I built a numerical algorithm to find pi! CLICK HERE for the source code.

Happy Pi Day 2023! To celebrate, I built a Monte Carlo method based pi estimator code, which uses random sampling to approximate the value of pi. I’ve explained the concept below.

The basic idea is to randomly generate points within a square, and then determine how many of those points fall within the inscribed circle. By comparing the ratio of points in the circle to the total number of points generated, we can estimate the value of pi.

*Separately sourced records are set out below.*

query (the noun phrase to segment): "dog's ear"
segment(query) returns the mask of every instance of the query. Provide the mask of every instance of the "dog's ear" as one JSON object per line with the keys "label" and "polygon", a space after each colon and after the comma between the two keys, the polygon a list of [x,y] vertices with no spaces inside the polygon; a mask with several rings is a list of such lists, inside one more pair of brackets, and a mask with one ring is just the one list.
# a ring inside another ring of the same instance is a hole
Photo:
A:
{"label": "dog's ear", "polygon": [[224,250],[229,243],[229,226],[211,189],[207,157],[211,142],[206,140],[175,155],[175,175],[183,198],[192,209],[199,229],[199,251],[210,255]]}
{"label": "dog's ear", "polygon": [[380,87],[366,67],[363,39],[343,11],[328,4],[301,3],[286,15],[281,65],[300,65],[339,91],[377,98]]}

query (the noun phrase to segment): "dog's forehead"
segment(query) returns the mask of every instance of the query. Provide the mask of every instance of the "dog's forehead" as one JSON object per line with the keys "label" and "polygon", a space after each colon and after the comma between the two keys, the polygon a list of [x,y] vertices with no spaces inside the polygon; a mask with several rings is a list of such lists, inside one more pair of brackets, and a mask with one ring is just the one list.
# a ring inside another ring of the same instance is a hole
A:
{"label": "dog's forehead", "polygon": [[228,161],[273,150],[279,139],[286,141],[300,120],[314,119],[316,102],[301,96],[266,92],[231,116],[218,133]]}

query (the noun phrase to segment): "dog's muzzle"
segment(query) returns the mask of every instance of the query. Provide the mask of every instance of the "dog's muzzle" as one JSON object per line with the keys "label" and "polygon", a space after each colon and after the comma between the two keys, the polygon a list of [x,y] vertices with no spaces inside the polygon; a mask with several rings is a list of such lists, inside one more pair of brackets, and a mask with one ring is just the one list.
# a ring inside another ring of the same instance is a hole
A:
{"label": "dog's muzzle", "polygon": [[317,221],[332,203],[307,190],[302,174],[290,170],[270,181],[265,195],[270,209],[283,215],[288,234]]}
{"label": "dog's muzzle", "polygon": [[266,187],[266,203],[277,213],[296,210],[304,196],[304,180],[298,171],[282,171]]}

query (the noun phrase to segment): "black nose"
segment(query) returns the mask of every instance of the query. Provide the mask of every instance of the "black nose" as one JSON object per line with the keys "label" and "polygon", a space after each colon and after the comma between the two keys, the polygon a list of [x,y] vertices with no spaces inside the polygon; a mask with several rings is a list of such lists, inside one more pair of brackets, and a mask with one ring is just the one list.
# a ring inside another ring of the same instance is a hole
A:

The ratio of the number of accepted to the rejected points help us estimate the area circle which in turn estimates pi. Here’s the math:

The area of the square is As = 1.

The area of the circle is Ac = pi/4.

The ratio of the two areas Ar = pi/4

Solving for pi, we get pi = 4*Ar.

Here are some results when I ran my code with various sample sizes and calculated the estimated value of pi. As expected, the accuracy improved as the number of samples increased.

Here are my results:

  • 1,000 samples: 3.1601

  • 10,000 samples: 3.1544

  • 100,000 samples: 3.1433

  • 1,000,000 samples: 3.1436

  • 10,000,000 samples (after a few seconds of computation): 3.1419

As you can see, the estimated value of pi gets closer to the true value (3.14159265359...) as the number of samples increases. This is a great example of how numerical methods can be used to solve complex problems and estimate values with a high degree of accuracy.

The animation above shows how the estimated value approaches the true value for increasing number of samples/points/iterations (left); and points being randomly placed inside a unit square (right) which are either accepted (red) or rejected (blue).